In General:
a) If there is only one appointor, unless their will says otherwise, the powers of appointment will pass to their legal personal representatives.
b) If there are two or more joint appointors, as each one dies, the powers of appointment will pass to the remaining joint appointors until there is only one left. Then, the powers will pass to that person’s LPRs.
c) If any of the appointors are considered independent (e.g., an accountant or solicitor), then that person will never have the sole power of appointment. In other words, once there is only one family member appointor and the independent appointor remaining, the powers of appointment will pass to the family member’s LPRs upon their death. However, we require specific instructions in this regard to be specified in the schedule to the deed.

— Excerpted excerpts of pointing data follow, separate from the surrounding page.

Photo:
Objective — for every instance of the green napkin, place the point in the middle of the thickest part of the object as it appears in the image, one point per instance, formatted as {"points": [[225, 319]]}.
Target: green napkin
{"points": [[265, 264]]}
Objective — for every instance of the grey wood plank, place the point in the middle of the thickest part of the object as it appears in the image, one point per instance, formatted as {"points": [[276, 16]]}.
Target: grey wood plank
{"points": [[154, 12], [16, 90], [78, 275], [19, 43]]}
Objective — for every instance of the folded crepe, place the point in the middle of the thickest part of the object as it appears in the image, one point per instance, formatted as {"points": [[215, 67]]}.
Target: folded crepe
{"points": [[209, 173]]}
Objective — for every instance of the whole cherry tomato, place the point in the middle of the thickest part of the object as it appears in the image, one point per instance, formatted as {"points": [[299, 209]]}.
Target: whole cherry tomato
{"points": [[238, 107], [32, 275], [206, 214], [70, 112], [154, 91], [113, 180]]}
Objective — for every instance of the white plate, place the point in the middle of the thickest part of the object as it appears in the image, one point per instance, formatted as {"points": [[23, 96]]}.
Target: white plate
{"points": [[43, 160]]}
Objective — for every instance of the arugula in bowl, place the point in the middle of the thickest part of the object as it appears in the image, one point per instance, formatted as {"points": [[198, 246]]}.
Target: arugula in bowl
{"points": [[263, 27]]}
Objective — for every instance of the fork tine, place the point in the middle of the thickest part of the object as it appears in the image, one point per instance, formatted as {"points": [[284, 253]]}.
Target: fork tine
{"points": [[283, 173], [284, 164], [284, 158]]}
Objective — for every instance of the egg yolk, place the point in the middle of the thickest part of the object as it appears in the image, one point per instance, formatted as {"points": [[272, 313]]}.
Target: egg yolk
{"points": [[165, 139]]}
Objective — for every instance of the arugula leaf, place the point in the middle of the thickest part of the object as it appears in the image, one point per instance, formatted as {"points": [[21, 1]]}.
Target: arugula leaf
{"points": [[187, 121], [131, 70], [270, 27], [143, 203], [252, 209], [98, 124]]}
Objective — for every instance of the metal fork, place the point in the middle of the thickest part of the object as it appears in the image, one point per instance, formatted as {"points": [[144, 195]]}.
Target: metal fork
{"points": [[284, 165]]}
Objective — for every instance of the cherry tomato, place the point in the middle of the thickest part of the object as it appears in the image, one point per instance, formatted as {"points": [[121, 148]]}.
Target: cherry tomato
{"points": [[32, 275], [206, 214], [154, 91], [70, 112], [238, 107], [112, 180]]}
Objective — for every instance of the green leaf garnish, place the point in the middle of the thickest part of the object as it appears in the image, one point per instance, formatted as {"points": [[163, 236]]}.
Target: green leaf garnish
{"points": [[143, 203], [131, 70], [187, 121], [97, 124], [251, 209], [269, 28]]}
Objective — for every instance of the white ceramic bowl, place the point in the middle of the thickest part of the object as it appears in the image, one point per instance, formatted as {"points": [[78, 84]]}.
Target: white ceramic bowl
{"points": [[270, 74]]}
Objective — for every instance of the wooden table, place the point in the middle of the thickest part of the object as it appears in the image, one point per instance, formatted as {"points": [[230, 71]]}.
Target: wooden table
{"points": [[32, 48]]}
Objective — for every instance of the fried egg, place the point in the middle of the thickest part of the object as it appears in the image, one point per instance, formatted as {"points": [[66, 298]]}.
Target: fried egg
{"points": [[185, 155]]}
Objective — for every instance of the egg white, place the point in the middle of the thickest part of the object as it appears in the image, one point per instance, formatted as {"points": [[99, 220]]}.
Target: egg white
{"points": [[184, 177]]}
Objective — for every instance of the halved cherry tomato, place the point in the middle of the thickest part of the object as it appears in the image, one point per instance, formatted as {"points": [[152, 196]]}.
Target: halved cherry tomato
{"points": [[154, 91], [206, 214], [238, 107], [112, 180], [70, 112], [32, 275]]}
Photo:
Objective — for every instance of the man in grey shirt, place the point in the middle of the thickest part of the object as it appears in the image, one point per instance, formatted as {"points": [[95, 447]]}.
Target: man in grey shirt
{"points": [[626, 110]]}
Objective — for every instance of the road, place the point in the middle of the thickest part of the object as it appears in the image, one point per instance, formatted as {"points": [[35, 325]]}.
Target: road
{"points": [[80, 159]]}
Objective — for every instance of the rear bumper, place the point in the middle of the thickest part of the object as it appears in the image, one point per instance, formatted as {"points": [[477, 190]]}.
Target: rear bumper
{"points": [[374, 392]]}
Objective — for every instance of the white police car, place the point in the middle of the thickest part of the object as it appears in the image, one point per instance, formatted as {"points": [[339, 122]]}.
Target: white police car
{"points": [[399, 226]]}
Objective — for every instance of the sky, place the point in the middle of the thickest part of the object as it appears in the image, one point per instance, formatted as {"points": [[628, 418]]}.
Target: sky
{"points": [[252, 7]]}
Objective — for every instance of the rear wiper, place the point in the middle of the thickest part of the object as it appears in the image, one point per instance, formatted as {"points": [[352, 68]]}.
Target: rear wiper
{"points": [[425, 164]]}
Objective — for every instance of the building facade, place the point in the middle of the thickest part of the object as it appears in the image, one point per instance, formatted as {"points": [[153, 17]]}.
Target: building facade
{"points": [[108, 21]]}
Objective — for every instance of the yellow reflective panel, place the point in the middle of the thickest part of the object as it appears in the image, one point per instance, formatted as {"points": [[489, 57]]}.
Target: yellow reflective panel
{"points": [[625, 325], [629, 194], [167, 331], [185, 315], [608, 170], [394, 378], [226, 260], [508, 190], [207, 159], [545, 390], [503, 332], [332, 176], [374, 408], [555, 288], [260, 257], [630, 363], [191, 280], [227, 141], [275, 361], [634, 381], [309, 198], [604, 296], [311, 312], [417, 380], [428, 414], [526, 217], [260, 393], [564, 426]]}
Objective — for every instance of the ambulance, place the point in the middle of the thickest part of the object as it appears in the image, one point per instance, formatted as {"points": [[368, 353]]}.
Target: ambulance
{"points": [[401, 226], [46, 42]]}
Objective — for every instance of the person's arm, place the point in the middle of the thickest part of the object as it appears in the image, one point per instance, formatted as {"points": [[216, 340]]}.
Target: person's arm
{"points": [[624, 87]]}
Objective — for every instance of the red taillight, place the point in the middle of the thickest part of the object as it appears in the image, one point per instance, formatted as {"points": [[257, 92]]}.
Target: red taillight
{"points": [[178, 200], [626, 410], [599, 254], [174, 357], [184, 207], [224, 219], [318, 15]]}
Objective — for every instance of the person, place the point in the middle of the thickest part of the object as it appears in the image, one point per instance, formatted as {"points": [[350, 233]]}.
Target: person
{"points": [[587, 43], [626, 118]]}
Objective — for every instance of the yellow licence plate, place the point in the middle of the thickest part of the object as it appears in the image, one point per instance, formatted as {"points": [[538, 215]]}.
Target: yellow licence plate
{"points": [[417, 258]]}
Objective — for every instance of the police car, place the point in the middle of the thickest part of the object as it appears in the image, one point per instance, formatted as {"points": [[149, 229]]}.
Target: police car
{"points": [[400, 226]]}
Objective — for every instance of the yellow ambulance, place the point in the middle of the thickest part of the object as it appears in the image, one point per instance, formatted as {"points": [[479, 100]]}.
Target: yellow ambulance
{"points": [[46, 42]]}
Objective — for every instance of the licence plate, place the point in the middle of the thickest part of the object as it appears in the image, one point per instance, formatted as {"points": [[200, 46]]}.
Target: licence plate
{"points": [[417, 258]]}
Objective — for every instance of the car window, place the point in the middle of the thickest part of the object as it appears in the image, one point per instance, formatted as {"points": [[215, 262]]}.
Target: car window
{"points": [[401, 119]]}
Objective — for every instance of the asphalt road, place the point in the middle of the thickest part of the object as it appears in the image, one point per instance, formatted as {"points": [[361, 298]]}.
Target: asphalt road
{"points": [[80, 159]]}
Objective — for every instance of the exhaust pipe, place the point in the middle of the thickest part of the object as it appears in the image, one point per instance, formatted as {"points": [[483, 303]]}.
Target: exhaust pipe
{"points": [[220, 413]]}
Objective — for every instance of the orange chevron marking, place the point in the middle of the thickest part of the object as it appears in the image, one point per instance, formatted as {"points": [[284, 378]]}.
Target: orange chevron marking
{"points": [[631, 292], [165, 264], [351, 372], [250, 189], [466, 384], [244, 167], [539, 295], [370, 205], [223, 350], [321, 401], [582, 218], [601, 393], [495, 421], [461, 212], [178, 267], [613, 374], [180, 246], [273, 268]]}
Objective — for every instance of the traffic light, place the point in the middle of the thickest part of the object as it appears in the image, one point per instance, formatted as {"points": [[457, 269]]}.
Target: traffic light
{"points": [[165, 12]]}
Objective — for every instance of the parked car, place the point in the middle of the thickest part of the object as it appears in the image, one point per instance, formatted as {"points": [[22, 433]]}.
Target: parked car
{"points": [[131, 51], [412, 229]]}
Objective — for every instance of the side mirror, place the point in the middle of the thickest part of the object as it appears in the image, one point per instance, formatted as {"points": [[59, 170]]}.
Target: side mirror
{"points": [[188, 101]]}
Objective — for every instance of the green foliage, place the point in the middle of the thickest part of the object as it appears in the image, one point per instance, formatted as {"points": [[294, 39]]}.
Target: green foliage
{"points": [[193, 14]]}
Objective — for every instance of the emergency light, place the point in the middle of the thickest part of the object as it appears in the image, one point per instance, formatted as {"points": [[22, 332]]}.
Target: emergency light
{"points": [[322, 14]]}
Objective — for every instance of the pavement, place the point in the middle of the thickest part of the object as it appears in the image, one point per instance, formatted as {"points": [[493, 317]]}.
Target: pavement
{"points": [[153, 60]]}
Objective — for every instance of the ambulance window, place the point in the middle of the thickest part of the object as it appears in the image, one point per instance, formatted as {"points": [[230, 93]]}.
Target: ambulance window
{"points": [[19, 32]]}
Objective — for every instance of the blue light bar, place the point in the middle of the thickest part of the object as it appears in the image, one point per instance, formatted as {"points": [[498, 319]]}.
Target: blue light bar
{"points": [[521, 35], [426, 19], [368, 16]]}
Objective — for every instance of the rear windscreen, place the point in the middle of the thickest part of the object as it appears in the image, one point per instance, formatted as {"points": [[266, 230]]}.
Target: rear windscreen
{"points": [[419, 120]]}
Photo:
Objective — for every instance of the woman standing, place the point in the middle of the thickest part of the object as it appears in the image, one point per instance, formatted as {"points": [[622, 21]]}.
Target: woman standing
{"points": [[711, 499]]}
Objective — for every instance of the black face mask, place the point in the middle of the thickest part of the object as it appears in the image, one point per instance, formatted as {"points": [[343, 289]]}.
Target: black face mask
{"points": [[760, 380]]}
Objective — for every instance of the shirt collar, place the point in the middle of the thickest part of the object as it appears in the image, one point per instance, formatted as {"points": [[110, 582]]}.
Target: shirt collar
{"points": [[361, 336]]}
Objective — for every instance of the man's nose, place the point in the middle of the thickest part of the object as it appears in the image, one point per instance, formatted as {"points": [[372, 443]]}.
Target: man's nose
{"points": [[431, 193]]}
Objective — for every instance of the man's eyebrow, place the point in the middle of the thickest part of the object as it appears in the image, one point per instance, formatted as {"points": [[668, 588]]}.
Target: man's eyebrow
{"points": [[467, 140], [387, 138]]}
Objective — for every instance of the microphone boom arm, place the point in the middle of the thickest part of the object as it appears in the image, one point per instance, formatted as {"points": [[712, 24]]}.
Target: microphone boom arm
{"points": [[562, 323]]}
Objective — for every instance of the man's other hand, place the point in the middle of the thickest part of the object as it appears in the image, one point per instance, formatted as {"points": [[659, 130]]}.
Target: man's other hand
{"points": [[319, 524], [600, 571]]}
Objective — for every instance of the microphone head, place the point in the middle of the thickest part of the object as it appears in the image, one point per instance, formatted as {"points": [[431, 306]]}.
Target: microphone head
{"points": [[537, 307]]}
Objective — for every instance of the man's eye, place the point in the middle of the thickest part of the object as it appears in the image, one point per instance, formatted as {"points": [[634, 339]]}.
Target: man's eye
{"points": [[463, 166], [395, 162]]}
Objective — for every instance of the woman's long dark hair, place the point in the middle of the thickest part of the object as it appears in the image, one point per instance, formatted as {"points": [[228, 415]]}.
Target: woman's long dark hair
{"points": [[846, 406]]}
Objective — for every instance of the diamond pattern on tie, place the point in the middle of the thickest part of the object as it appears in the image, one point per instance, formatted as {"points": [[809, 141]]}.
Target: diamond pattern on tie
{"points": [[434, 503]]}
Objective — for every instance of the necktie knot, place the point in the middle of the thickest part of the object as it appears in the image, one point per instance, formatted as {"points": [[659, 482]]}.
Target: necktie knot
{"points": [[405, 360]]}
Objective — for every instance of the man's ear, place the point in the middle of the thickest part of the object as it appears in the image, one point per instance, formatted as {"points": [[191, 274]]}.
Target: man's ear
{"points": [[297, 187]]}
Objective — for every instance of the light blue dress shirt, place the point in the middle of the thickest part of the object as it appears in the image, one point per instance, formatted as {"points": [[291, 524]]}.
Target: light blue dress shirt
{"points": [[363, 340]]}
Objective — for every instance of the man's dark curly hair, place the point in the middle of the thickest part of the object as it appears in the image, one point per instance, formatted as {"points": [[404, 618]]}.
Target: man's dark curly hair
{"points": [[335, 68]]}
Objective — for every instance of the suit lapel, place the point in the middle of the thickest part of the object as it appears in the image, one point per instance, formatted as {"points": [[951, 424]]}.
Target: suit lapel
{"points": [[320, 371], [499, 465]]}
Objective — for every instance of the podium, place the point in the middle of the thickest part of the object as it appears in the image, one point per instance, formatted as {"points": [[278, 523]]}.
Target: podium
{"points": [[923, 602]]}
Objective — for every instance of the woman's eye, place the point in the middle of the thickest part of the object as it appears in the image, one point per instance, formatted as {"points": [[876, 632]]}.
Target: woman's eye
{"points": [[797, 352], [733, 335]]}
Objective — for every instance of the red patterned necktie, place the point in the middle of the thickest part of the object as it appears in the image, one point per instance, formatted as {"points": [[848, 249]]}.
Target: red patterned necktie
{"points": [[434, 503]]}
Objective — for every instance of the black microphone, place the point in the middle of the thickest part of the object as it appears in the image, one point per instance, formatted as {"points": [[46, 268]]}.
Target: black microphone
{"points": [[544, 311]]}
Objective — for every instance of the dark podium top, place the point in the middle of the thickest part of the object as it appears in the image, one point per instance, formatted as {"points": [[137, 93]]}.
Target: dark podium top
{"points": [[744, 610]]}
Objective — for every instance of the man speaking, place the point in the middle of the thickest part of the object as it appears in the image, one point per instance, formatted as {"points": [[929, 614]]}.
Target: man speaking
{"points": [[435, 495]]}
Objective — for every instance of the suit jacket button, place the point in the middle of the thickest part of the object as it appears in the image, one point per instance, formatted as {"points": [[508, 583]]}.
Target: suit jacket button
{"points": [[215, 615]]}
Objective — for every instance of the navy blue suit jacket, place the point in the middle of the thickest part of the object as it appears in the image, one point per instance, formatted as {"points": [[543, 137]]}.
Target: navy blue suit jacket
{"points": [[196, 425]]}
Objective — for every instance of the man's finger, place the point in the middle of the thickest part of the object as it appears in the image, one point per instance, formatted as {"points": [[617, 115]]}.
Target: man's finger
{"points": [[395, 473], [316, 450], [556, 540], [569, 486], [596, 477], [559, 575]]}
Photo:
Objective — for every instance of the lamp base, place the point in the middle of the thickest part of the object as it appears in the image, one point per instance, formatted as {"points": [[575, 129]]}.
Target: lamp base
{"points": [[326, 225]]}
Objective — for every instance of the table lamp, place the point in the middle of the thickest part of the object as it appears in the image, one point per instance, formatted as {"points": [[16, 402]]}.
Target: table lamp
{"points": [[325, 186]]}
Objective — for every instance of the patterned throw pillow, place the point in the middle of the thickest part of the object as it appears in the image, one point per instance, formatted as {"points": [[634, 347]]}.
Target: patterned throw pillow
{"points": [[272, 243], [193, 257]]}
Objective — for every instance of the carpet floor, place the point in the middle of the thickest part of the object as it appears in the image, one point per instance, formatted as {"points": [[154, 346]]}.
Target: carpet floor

d) The appointors may choose not to be joint in the context of survivorship, meaning that upon their death, their own power of appointment will pass to
their own LPRs, rather than to any surviving joint appointors. When a husband and wife are joint appointors, the deed is set up as described in point 2 above.
Finally, an appointor may be automatically removed if they become bankrupt or mentally ill, or if the appointor is acting in the capacity of, or on behalf of, a trustee in bankruptcy, liquidator or administrator, or the Family Court Registrar, but they can resume their position if the condition that caused the Appointor to be removed ends, is reversed or otherwise ceases.